National Public Lands Week is Underway at FHU

Freed-Hardeman University’s celebration of National Public Lands Week, currently underway, seeks to increase awareness of the nation’s public lands and the issues surrounding them. Educational and service activities planned in conjunction with this event continue until the end of this week.

A political talk show entitled “Live in the Commons! This Land Is Your Land… Or Is It?” is set for Thursday, Sept. 22, at 5:15 p.m. in the Commons. The show will be hosted by FHU faculty members Dr. Greg Massey, chairman of the Department of History, Philosophy, and Political Studies; and Dr. Stephen Morris, associate professor of political studies.
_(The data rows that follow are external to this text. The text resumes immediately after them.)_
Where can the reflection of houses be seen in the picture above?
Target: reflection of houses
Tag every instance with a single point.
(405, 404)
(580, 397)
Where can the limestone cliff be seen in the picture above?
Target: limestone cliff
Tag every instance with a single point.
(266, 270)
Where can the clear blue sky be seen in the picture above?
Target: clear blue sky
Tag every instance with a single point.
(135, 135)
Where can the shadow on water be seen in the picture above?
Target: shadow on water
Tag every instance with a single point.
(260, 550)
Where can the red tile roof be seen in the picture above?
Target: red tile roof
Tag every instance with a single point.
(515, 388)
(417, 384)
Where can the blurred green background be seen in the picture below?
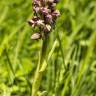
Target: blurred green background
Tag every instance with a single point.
(71, 71)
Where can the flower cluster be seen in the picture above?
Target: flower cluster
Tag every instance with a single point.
(45, 16)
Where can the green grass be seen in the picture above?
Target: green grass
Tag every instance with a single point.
(71, 54)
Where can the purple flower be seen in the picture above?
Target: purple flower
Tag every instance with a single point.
(45, 17)
(49, 19)
(56, 13)
(36, 21)
(36, 36)
(45, 10)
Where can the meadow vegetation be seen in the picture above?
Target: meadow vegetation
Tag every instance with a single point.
(71, 54)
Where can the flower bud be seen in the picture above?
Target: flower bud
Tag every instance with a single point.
(36, 36)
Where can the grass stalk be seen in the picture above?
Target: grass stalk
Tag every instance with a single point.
(38, 73)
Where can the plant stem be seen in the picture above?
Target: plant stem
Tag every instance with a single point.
(38, 73)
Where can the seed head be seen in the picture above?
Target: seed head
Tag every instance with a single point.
(45, 15)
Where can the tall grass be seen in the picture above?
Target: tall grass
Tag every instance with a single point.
(70, 58)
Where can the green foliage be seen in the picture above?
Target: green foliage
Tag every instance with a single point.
(71, 69)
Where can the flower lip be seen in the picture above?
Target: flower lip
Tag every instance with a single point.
(36, 36)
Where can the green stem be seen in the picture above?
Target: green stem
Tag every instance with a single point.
(38, 73)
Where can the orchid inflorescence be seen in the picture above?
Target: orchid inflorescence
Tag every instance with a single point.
(45, 15)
Special guests will appear to discuss the issues related to the public lands policy such as religion, national heritage, and big business. Guests will include Jim Barr, Instructor in chemistry; Erin Adams, university archivist; and Jay Satterfield, interim director of financial aid. FHU’s dining services will prepare special brown bag meals to be purchased that evening. Thursday’s event will be recorded by communication students to be shown on TV 40, FHU’s local television channel.

Students and faculty will participate in a service project at Shiloh National Military Park Saturday, Sept. 24, which is National Public Lands Day. National Public Lands Day, sponsored by the Department of the Interior, is the nation’s largest hands-on volunteer effort to improve America’s lands. The clean up effort to preserve Shiloh will include painting Civil War cannon carriages. The project will begin at 9 a.m. and last until 1 p.m.

Students and faculty have had opportunities to learn about public lands earlier this week. Activities began Monday with the “Tennessee’s Natural Heritage” Art Show Reception and Gallery Talk; the art show featured photographs by FHU faculty and staff of Tennessee’s wild places. The event was followed by “Keeping Close to Nature’s Heart: The Writings of John Muir and Friends,” where FHU faculty read selections from the writing of Muir and other writers inspired by the nation’s lands. On Tuesday night, the theatre troupe Voices of the South held a workshop on campus and then performed their show “Wild Legacy,” which commemorates the 50th anniversary of the Arctic National Wildlife Refuge.